Motor velocity constant, back EMF constant
Kv is the motor velocity constant, measured in RPM per volt (not to be confused with kV, the abbreviation for kilovolt). The Kv rating of a brushless motor is the ratio of the motor's unloaded RPM to the peak (not RMS) voltage on the wires connected to the coils (the back-EMF). For example, an unloaded motor of Kv, 5,700 RPM/V, supplied with 11.1 V, will run at a nominal 63,270 RPM (5,700 RPM/V × 11.1 V).
(Please note that i think that usually we measure the RMS voltage of the motor ad not the peak in our ebike purpose.. )
We will concentrate the following description for the hub motor only.
The kv can be affected by many factors and if all these are not take in account this will false the calculated and measured kv value. Here is some inportant details that will help to get better accuracy:
- When measuring the kv, the best way is to use a hub motor without wheel and tire ( a real no load ! )
- The controller throttle must be set to the max and you need to ensure that the PWM is also at the max witch mean 100% modulation or 100% speed.
- Keep all tuning like flux weakening, OVS or any timing advance disabled
Now some more fancy details for the purist!
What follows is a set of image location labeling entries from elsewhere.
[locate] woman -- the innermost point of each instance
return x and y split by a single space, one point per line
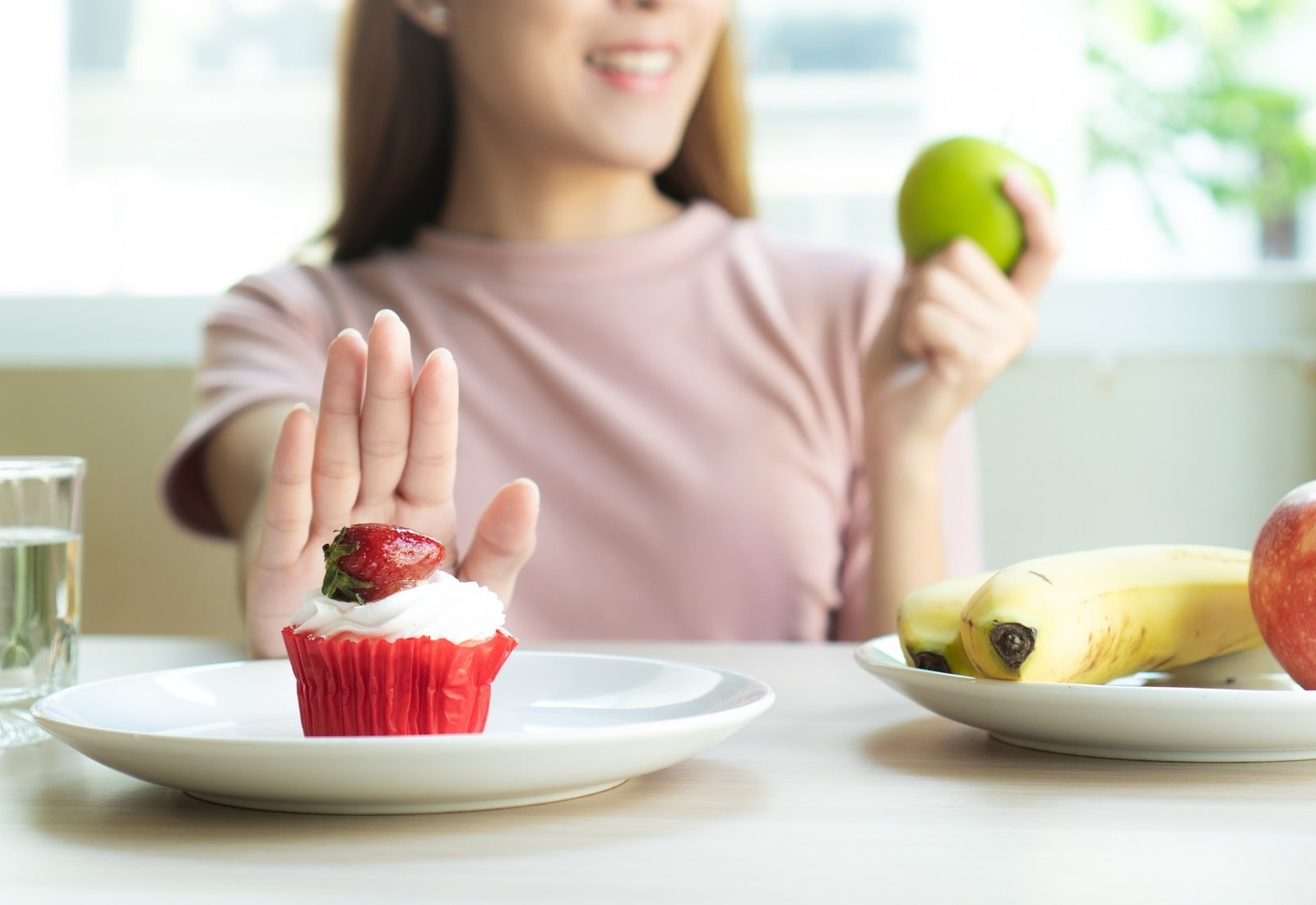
736 439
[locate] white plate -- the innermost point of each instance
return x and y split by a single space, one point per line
1241 707
561 725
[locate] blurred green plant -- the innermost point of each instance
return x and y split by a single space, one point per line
1179 96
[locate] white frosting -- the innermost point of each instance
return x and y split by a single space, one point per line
441 606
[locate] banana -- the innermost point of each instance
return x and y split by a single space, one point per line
928 624
1098 615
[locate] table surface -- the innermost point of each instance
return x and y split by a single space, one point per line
842 791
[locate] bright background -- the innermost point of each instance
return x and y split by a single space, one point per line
153 151
168 147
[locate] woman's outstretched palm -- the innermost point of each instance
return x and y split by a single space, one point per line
382 450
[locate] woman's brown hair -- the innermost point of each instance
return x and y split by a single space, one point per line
395 133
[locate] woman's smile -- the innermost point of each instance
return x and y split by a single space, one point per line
636 66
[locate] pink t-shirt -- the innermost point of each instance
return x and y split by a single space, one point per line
688 400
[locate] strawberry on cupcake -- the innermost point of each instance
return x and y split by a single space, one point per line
390 645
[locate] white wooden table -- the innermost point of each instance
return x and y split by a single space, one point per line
841 792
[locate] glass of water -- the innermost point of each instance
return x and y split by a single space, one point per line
39 586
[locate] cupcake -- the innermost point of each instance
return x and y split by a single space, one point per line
390 645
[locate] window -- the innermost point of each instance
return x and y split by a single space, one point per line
170 147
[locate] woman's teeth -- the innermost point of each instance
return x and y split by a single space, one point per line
633 62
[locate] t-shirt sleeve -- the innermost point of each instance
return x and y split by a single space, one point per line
961 507
265 340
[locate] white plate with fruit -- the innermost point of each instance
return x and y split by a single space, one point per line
1240 707
1138 652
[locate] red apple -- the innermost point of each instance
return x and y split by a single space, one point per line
1282 583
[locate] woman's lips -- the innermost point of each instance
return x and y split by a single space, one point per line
640 70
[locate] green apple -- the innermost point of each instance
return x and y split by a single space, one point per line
953 188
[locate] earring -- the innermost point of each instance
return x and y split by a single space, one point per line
438 12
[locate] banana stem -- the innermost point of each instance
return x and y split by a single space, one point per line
1012 643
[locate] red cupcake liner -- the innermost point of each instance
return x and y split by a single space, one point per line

- The motor must have spin for couple of minutes at least.. a brand new motor out ot the box will sometime have the bearing seal and other additional friction added that will. slower the motor.
- The multimeter that measure the voltage of the battery must be accurate and measured with probe the closest to the controller, not at the battery terminal.
- the motor should be at ambiant temp and not come still frozen from the box you got freshly shipped at your door!, allow few minutes to have the winding to get ambiant and stable temp.
-A higher turn count motor: ex 3T (meaning 3 turns) will sping faster than a 4T motor for the same controller voltage and same throttle position.
- The wider the stator is the slower the motor should be for the same turn count. Ex a 5304 with 4T will spin faster than a 5404 also with 4T
- The flux weakening or timing advance when activated will modify temporarely the kv of the motor.